The calculations had been predetermined and programmed into the thing that raced forward. The roar of its throttle was swallowed by the emptied space. The peel of the tires sucked backward into some prior instant, already unheard. The grind of gears and shear of wind emptied of their forewarning.
The target: trapped.
Potential flight hemmed by the pools, ringed by their concrete banking.
Pig would not hear fatality approaching. His eyes locked on the approaching Keel.
By the time the vehicle of his termination showed itself, it would be too late for escape.
Pig wrinkled his nose, sniffing betrayal. Bare minutiae of distant decibels reached his senses, but could not coalesce.
No one heard the vacuumed shout.
Pig’s stare mushroomed into shocked apprehension that the other man was struggling to communicate something to him.
A threat? A warning?
He took a step backwards, toward the nearest of the pools, when the swallowed peal of the engine broke on his senses
He was mid-step backwards again when Keel’s shoulder drove into his chest and both men left their grounding and tumbled, silently screaming, over the low barrier wall into the pool. Pig fell awkwardly, undefended; and heard the crack of bone. The smaller body of the other man (Keel? truly?) pushed against his own, then rolled aside.
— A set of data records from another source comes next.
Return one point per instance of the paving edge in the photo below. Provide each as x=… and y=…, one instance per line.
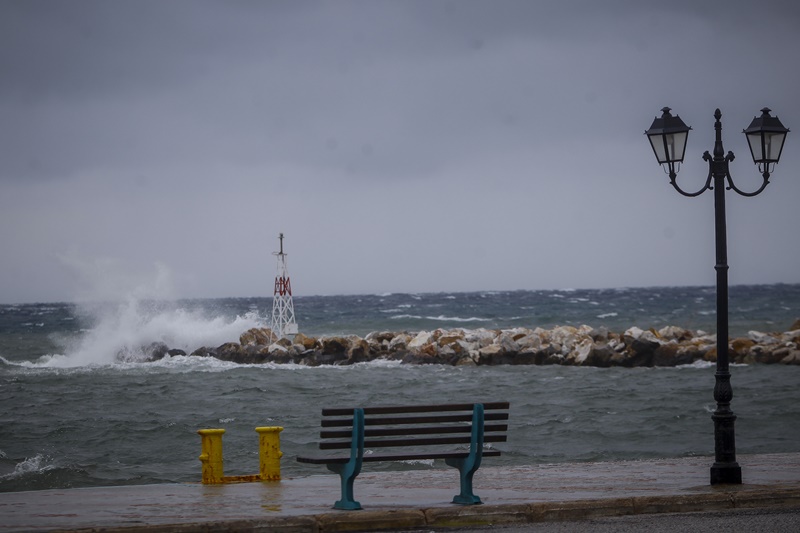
x=486, y=515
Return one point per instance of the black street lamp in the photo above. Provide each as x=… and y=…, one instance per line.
x=766, y=136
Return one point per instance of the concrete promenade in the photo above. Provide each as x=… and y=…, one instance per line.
x=411, y=499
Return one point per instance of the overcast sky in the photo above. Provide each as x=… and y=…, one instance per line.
x=400, y=146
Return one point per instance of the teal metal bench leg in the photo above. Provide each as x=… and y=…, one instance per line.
x=470, y=464
x=349, y=470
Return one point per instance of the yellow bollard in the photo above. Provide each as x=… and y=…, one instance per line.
x=211, y=455
x=269, y=453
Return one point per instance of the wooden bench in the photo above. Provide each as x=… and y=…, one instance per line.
x=426, y=431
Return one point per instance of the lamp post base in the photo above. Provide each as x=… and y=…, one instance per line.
x=726, y=473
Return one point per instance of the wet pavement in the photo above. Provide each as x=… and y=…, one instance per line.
x=412, y=498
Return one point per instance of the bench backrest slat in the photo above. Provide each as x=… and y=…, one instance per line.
x=424, y=441
x=395, y=409
x=386, y=421
x=392, y=432
x=416, y=425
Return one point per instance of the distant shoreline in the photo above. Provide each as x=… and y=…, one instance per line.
x=562, y=345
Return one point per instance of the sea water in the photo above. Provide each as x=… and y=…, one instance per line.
x=78, y=407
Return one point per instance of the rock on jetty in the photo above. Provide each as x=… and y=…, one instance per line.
x=562, y=345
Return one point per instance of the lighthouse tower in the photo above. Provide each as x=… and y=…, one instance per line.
x=283, y=323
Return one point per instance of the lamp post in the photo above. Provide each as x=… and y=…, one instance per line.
x=766, y=135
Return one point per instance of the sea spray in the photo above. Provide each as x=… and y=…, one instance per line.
x=124, y=331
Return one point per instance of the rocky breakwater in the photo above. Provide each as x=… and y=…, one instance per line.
x=562, y=345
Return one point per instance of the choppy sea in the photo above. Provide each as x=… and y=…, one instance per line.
x=78, y=408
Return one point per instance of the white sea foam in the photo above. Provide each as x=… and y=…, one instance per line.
x=31, y=465
x=457, y=319
x=122, y=333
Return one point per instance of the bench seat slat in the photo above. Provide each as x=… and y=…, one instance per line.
x=409, y=456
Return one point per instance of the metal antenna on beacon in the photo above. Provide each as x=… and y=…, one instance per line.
x=283, y=322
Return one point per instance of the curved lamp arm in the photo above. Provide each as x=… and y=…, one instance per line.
x=732, y=186
x=673, y=179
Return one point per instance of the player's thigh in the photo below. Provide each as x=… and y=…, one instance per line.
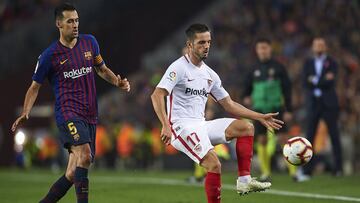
x=78, y=137
x=192, y=140
x=216, y=130
x=211, y=162
x=71, y=167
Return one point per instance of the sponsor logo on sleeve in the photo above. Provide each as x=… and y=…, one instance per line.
x=88, y=55
x=172, y=76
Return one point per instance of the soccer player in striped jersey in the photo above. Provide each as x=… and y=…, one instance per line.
x=187, y=83
x=69, y=64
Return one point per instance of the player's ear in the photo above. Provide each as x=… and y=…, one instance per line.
x=58, y=23
x=188, y=44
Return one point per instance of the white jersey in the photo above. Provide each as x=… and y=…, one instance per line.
x=189, y=87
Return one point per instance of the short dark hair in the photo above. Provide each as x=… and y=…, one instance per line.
x=263, y=40
x=196, y=28
x=63, y=7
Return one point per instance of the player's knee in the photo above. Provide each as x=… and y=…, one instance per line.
x=250, y=129
x=69, y=174
x=84, y=158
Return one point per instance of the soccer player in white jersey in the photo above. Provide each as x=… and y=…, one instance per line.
x=187, y=83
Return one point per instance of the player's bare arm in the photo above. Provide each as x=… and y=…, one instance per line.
x=104, y=72
x=30, y=98
x=239, y=110
x=158, y=102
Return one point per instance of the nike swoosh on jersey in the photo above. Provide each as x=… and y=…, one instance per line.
x=62, y=62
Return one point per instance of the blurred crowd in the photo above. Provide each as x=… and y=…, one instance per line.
x=291, y=25
x=12, y=11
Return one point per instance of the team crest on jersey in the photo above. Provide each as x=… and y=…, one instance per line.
x=198, y=148
x=172, y=76
x=88, y=55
The universe fully, now, reclaimed its ears.
The programmed killer-truck roared past as its target tumbled backward into the pool, companioned by some unforgiveable interloper who should not have been anywhere near point-zero, the two breathing creatures vanishing before the eyes of the disbelieving driver-thing.
Keel’s nose and mouth filled with water, silencing anew the shout in his lungs.